One Year Ago |
We leave this afternoon for outdoor school on the mountain where Randle is the closest town. It's bad enough that I lose this entire weekend to the preparation and departure, but the rain splatting outside my window taunts with the promise of what the next week holds: hours of being cold and damp, days of nothing but brown food (iceberg lettuce the only green food, and that only for one meal), no time off, homesick kids smelling like wet puppies.
It's so easy to be optimistic and spiritual when the sun shines. Even when life slides sideways, if the air is warm and golden, and I know I can come home to dry clothes, a good meal, and the comfort of my own bed, hope always wins the day. I'm having a really difficult time being sunny about this coming week.
I've done what I can to prepare. New rain gear, including new boots with owls on them. Apples and healthy snacks. Extra bedding. Until the rain, I was even looking forward to this year's camp. Mostly because this will be the first one I'm not in pain, or sick. And for the chance to spend time in the woods with my class, with whom I fall more in love every day.
My sense of dread is as heavy as wet clothes. Walt's reassurances and offers to help only annoy. If there was any graceful way to not go, I would choose it.

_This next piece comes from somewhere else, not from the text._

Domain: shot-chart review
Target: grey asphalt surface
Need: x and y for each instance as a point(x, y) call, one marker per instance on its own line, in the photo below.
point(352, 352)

But there's no way out that allows me to be the person I want to be. If I can somehow find of my sense of adventure, trust that I can not only endure but also enjoy, face each moment as it arrives rather than deciding (knowing, even) ahead how bad it will be—and there is the key. Not just to the coming week, but to everything.

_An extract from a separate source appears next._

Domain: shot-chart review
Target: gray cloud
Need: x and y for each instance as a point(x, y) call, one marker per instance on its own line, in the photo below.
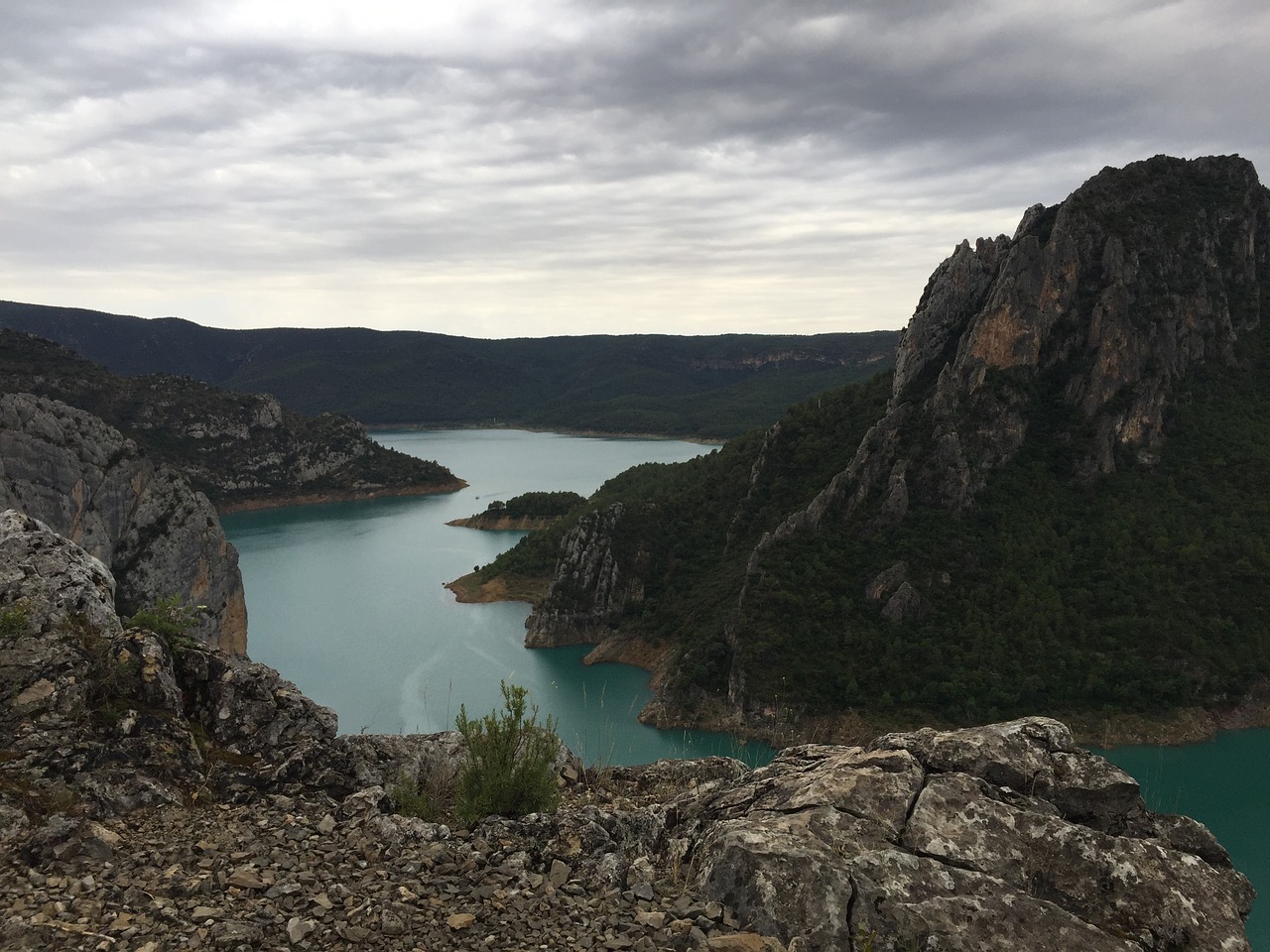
point(556, 168)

I don't know what gifts the next few days are going to bring. I do know they're not going to be what I'd pictured, or wanted. I don't know where I'll find the grit to be cheerful and happy and to laugh at the misery that will surely try to dominate. There's even a chance I won't. And maybe that fear is the root of my dread.
A Pema Chodron quote is pinned to the bulletin board to my right: "You are the sky. Everything else—it's just the weather." I set out into this day, and into the week, claiming the sky beyond the weather, and choosing to be grateful for the opportunity to do just that.